# SWISH data sources A data source allows you to make external data available from SWISH programs. A data source _declaration_ declares how the data must be loaded. The following data sources are provided: - Attach [CSV](example/data_source_csv.swinb) from the web - [Scrape](example/data_source_scrape.swinb) web pages - Query [SPARQL](example/data_source_sparql.swinb) endpoints ## Using SWISH data sources The actual loading happens _lazily_, while the loaded data is _shared_ between SWISH queries. The overall structure is as below, where `Name` is an atom denoting the data source and `Spec` is a term that tells the system how to obtain the data. Different SWISH programs may use a different name for the data source; the data is shared as long as the secure hash of the `Spec` is equal. ``` :- data_source(Name, Spec). ``` _Materializing_ the data source results in a predicate with _facts_ and a declaration of the _argument names_. The following predicates are available after declaring a data source: - [[data_record/2]] - [[data_row/2]] - [[data_property/2]] ### Our first example: accessing a CSV file Below we attach a CSV file from the Plotly project. Details on the CSV data source are at [CSV demo](example/data_source_csv.swinb).

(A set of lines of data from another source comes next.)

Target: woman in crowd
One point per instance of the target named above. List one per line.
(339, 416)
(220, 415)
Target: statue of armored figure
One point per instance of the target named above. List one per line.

:- data_source(apple, csv('https://raw.githubusercontent.com/plotly/datasets/master/2014_apple_stock.csv', [])).
After declaring the data source the first action is typically to ask for a record of it to validate that the source is attached collectly and to see which columns are present.
data_record(apple, R).
In the next step we typically define rules on top of the plain data record that make the relations we need for further processing the data available. For this purpose a _dict_ is translated into a goal using _goal_expansion/2_. So, we can define a traditional Prolog predicate as below and list it to see what happens:
apple_stock_price(Date, Price) :- apple{'AAPL_x':Date, 'AAPL_y':Price}.
listing(apple_stock_price/2).
Finally we show the connection to the rendering libraries to vizualise the data.
:- use_rendering(c3).
findall(_{date:_Date,price:_Price}, apple_stock_price(_Date, _Price), _Rows), Chart = c3{data:_{x:date, rows:_Rows}, axis:_{x:_{type: 'timeseries', tick: _{count: 12, format: '%Y-%m-%d'}}}}.